Before Father Cassidy could open his mouth, Shamengwa jumped in. “Respect,” said Shamengwa, “is a much larger subject than your male parts, my brother. You referred to political respect for our people. And in that you were correct, all too correct, for it is beyond a doubt. If Riel had carried through, we would have had respect.”

“To our nation! To our people!” Mooshum drained his glass.

“Land,” said Shamengwa, brooding.

“Women,” said Mooshum, dizzy.

“Not even the great Riel could have helped you there.”

“But our people would not have been hanged…”

“Ah, yes,” said Father Cassidy, eyeing the bottom of his glass. “The hangings! A local historian—”

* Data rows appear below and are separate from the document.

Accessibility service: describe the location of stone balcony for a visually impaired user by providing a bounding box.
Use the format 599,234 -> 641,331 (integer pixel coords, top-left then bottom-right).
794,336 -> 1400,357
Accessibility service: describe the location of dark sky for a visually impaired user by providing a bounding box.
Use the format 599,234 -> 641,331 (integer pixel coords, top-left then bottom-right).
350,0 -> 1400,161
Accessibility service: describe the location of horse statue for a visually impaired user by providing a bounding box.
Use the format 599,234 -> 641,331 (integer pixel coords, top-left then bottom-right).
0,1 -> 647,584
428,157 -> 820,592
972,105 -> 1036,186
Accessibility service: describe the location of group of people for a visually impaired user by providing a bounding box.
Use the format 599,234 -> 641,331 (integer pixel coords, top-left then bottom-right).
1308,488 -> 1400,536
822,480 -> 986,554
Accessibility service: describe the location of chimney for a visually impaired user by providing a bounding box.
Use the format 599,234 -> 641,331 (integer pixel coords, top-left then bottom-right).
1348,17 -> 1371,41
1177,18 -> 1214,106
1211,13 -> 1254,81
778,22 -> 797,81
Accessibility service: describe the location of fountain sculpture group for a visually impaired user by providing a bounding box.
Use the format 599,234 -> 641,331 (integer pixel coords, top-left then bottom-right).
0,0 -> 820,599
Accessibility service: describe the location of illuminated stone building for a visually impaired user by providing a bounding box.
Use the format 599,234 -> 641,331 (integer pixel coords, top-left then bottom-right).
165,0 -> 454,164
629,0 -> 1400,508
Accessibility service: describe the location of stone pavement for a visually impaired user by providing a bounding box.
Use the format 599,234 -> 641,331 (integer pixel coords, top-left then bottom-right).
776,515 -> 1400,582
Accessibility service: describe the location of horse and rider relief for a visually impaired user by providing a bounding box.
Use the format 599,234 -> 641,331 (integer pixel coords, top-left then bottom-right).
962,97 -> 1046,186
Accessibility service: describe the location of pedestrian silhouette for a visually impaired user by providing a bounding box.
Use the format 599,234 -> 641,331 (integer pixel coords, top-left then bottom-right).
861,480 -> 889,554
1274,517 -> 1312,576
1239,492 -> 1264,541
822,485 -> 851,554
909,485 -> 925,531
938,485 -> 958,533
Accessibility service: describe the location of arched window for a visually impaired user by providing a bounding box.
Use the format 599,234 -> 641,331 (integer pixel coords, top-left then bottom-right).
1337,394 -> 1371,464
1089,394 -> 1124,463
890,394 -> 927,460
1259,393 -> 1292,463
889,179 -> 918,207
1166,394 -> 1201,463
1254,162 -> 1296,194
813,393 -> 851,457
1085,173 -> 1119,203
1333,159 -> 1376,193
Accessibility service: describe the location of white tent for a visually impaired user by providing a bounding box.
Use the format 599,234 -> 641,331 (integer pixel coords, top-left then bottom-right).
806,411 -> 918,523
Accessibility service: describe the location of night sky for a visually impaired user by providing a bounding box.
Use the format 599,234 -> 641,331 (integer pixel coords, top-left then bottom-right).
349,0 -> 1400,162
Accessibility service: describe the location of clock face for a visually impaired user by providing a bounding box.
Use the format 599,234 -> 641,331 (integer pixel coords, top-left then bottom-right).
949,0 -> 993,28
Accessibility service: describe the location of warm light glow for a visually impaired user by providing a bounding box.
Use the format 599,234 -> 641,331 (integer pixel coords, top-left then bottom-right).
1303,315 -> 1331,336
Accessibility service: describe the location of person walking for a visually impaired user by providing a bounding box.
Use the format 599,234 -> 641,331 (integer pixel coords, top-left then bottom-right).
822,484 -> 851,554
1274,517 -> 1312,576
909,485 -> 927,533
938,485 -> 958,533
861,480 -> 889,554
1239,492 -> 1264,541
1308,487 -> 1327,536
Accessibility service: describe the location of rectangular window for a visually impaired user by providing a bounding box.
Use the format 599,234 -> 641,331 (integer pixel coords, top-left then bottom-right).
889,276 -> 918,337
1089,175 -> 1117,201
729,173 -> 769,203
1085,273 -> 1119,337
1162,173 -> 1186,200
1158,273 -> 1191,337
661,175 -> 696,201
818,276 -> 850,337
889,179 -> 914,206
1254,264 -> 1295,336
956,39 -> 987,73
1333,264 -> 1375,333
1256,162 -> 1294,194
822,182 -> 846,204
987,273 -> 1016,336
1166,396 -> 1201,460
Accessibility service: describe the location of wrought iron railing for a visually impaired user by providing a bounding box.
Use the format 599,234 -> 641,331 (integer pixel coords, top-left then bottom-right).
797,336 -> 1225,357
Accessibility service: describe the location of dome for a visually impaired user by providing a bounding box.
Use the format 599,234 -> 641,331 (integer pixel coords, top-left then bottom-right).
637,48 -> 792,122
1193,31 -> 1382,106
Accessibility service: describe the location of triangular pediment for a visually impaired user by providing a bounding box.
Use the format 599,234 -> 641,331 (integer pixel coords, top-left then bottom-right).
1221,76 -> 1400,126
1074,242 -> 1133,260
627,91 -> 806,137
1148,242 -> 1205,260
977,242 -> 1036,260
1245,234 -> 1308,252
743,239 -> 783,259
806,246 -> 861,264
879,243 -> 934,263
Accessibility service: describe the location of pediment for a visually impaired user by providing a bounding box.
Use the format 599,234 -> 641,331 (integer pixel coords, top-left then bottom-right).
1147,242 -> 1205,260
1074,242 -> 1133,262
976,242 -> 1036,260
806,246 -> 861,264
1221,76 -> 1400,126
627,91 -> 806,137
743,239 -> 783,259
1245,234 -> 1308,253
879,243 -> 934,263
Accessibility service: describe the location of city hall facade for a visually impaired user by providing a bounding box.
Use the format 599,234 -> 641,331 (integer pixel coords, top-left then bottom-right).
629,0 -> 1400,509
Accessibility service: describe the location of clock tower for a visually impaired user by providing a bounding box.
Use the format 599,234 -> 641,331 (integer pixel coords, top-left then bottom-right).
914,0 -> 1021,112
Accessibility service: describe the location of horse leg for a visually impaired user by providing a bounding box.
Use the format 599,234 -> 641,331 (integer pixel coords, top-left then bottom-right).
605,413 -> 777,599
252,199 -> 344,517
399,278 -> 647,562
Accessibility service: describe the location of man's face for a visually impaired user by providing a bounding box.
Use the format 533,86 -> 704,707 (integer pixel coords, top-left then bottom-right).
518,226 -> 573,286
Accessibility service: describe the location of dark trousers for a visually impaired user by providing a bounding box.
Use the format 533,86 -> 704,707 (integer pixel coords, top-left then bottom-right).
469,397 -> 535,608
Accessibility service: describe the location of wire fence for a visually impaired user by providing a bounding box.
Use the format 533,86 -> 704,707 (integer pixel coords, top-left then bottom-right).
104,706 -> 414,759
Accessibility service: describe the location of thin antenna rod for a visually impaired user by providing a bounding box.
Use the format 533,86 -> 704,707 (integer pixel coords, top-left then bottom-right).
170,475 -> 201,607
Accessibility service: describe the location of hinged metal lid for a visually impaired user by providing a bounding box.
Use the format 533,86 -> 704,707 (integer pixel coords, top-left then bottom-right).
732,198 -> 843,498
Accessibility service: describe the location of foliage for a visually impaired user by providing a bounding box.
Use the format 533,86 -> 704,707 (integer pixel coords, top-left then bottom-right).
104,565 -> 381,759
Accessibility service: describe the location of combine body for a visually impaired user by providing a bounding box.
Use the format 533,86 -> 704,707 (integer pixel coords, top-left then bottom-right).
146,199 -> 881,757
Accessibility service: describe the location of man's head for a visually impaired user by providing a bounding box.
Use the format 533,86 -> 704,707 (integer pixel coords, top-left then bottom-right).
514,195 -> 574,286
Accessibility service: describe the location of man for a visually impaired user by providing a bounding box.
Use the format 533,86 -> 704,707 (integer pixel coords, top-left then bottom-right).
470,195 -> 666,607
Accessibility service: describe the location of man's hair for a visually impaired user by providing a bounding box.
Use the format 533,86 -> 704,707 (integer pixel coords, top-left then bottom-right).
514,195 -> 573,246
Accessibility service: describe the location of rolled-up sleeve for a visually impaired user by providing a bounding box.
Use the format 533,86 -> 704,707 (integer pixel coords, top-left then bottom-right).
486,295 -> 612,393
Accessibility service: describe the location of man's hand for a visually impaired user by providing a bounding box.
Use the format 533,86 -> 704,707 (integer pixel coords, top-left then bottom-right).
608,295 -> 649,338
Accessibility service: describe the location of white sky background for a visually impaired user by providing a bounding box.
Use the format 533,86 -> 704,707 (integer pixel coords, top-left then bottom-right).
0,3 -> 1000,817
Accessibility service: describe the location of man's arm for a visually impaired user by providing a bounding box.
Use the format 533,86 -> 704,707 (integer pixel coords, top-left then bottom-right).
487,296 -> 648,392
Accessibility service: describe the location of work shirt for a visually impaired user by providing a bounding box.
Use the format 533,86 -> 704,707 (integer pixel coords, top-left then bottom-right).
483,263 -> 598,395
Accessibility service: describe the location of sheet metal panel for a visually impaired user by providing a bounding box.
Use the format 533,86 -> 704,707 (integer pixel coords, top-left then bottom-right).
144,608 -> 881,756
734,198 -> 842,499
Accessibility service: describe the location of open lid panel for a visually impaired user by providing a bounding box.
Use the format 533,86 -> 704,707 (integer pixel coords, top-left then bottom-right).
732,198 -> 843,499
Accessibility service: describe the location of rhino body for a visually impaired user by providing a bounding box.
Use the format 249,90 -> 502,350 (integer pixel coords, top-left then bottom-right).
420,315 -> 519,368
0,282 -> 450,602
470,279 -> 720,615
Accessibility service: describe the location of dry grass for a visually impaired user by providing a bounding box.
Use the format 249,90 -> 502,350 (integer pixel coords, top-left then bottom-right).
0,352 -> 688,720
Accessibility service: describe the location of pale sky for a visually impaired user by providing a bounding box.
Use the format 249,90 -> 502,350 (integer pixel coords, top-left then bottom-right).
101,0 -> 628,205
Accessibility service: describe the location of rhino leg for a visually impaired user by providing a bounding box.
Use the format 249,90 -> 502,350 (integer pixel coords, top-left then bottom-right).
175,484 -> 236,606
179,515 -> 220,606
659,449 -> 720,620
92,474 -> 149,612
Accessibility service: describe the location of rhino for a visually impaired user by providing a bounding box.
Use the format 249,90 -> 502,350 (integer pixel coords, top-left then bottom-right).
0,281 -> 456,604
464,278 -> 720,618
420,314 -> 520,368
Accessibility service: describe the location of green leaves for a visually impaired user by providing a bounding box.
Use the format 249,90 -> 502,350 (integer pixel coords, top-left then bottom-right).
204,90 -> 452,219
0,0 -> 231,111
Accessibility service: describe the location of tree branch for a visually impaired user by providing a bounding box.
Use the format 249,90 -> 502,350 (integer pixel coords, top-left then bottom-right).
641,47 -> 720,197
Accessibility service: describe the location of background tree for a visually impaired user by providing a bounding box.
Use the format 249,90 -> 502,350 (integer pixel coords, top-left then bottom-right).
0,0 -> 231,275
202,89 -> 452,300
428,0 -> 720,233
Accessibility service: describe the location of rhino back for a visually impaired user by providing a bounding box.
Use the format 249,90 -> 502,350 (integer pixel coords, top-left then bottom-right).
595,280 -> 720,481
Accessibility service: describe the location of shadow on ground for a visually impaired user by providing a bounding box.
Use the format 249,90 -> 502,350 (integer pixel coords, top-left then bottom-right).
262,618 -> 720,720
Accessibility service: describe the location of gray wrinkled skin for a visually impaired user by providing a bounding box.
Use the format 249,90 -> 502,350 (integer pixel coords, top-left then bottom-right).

“Don’t speak ill of her, Father. I am in love with her!”

“I wasn’t…”

“Let us not speak of the hanging,” said Shamengwa firmly. “Let us speak instead of requesting another glass of this stuff from Clemence. Oh niece, favorite niece!”

“Don’t favorite me.” Mama came back into the room and poured the men a round. She swept out with the bottle, again, so quickly that she didn’t see me. I had sunk down behind the couch because I didn’t feel like being stuck with weeding the beans right then. That she wasn’t more hospitable with the priest confirmed her low opinion of him, but then I realized he’d also come to see her.

“Could we have a little word?” Father Cassidy tried to loop his voice around her swift ankles, to drag her out of the kitchen, but she had passed through the back door out into the garden.

MOOSHUM WAS, INDEED, in love with Mrs. Neve Harp, an annoying aunt of ours, a Pluto lady who called herself the town historian. She often “popped in,” as she called it. We were never free of that threat. She was what people called “fixy,” always made-up and overdressed. She was rich and spoiled, but a little crazy, too—she sometimes gave a panicky laugh that went on too long and seemed out of her control. Mama said she felt sorry for her, but would not tell me why. Neve Harp seemed proud of having beaten down two husbands—one she had even put in prison. She was working on a third, bragging of stepchildren, but had already started using her maiden name in bylines to reduce confusion. As he was not allowed to visit Neve Harp often enough to suit his desires, Mooshum wrote letters to her. Some evenings, when the television worked, Joseph and I watched while Mooshum sat at the table composing letters in his flowing nun-taught script. He prodded our father for information.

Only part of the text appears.